Como você define este seu novo trabalho?
É uma homenagem à fé e era um desejo antigo fazer esse disco, pois sempre interpretei várias versões de Ave Maria nos shows e em ocasiões especiais, como quando cantei para o Papa João Paulo II, em 1997, e para Bento XVI, em 2006. A vida leva a gente por vários caminhos e quando o Papa Francisco I foi escolhido senti no meu coração que era a hora de gravar essas canções.

O que mais admira no Papa Francisco I?
Ele tem um olhar especial pelos pobres, representa a resistência da Igreja contra a ditadura na América Latina e soube bater de frente com o regime argentino. Acho que com o seu jeito terno e firme ele consegue reforçar o papel da Igreja que é o de acolher. Ele consegue atuar no caminho do meio, com bom senso, que é o que estou procurando nessa fase da minha vida, embora o meu temperamento nãos seja muito fácil (risos).

Ele foi gravado pensando na Jornada Mundial da Juventude?
Não. Como disse anteriormente, era um desejo antigo, ainda mais levando em conta a minha origem, onde desde criança aprendemos a ter uma relação profunda com a figura de Maria, a desenvolvermos um olhar mariano perante a vida.

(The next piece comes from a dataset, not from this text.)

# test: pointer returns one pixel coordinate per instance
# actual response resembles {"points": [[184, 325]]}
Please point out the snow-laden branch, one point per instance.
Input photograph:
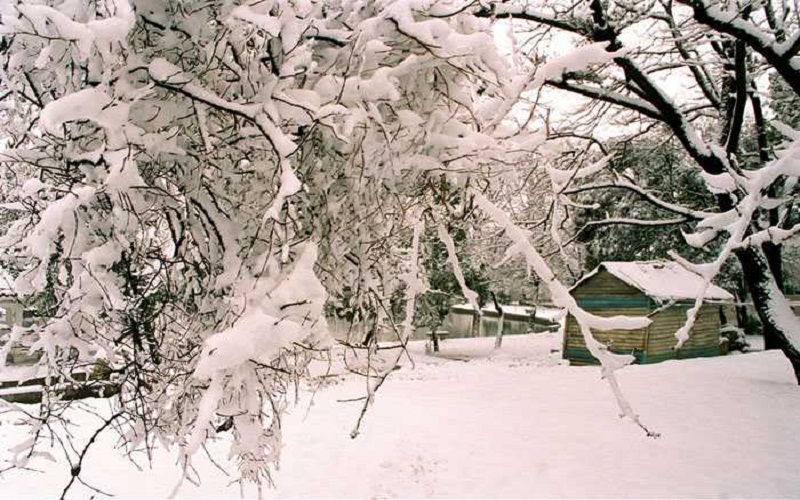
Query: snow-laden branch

Existe a possibilidade de você se apresentar para o Papa Francisco no Rio de Janeiro?
Há apenas especulações nesse sentido.

Foi um desafio muito grande regravar uma canção imortalizada por Mercedes Sosa e Elis Regina (Gracias a la Vida)?
Não, foi uma forma de homenagear a compositora Violeta Parra, que teve a sua canção tão bem interpretada por Elis e Mercedes Sosa.

Esse CD vai gerar um show? Como ele está sendo projetado?
Essas canções já fazem parte dos meus shows há muitos anos e só vou localizá-las melhor na programação. Não pretendo fazer um DVD.

Roberto Carlos vendeu mais de 2 milhões de cópias com o EP que tem a música Esse Cara lançado em 2012. Isso influenciou sua decisão em adotar esse formato? Acha que esse disco mais barato seria a saída para a crise do mercado fonográfico?
Não, não tem nada a ver. Eu simplesmente quis experimentar esse formato e com sinceridade não fico focada no lucro que vou ter. Isso não me preocupa. Há 38 anos entro em estúdio para gravar meus discos e o meu guia é a minha emoção. Nunca programo nada na minha vida. Deixo as coisas irem acontecendo.

Seu último trabalho em CD e DVD foi o registro Ao Vivo em 2007. Desde então os fãs têm cobrado um disco novo, quando ele vai chegar?
Estou preparando para o ano que vem um novo disco com canções românticas.

Em entrevista à Marília Gabriela você mencionou que pretende fazer um disco com um olhar despudorado do universo feminino. Já selecionou o repertório? Quem pretende gravar e quando o CD será lançado?
Exatamente, o foco é esse. Mas não posso adiantar nada, pois ainda estou estudando o repertório.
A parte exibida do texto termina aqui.